No commute, no stairs to climb and certainly no need to take trips into the city to meet with colleagues, COVID means we have a reduced occupational need to move. Sitting is a pastime that really challenges the idea that practise makes perfect. The chances of sitting for more than 7 hours a day is a real possibility for people who find themselves adapting their homes to be able to work. Online meetings and video calls whilst the dog barks at the postman are all normal occurrences these days. It is entirely feasible that prolonged sitting could lead to changes in muscle properties and bony limitations of movement (1). As it has been shown that those who sit the longest lose the ability to extend the hip.

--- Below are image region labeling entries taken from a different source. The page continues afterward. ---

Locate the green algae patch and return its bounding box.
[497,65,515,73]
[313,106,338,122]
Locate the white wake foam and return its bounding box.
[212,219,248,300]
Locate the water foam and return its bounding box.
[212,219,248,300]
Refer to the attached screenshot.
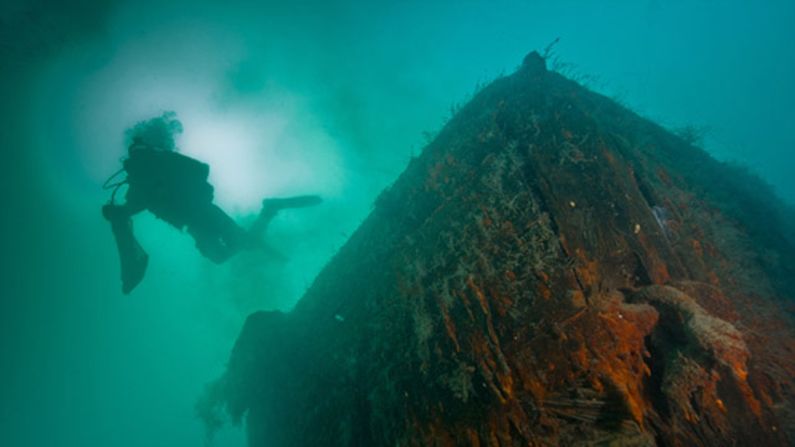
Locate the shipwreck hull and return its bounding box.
[221,53,795,446]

Hip extension is important for us to move around with in a fluid way, the hip enables us to get the power down and improve efficiency of motion. The closely related movement of internal rotation is next to be lost and it is this part of the hip that wears out first. If the hip hasn’t passed on the job of load bearing to the knee. The loss of hip extension movement was shown in those sitting for over 7 hours a day (1) and the pressure build up on the sit bones increases as the pelvis tilts backward (2). Having a correct back support can assist the back in taking a breather by reducing the load by a third (2). It is the insipidly accumulative nature of sitting that fools us into a false sense of security. As we sit supported in our expensive chairs our brains are happy but our body is deconditioning.

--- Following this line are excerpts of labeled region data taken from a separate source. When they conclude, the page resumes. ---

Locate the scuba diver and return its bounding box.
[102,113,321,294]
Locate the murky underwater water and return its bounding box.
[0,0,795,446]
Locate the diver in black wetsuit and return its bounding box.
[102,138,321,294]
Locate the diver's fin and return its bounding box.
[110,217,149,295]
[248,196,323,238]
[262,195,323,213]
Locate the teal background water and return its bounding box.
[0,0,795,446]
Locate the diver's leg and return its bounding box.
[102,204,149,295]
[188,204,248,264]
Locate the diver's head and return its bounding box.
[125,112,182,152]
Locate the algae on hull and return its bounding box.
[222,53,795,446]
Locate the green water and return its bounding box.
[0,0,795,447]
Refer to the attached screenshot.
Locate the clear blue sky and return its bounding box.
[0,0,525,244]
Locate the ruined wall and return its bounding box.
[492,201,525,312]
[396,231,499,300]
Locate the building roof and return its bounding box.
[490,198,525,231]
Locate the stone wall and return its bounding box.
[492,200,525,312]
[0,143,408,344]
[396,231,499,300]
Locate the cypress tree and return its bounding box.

Are your discs keeping their condition?

Think of the back rest as a rest! Otherwise enable yourself to sit on your sit bones and maintain an upright posture. Relying upon a support deconditions your muscles and weakens your co-ordination to a point where wear may overtake repair. Sitting on its own is not a bad thing it is the deconditioning of the body that gradually occurs that impacts upon our health. Spending more time inactive is unhelpful for the condition of the discs in the back. Those who move more have a greater repair of the fibrotic discs of the spine (3). Think of yourself like a memory foam mattress, how can your body spring back when you keep applying pressure to the same part of it. Day in day out…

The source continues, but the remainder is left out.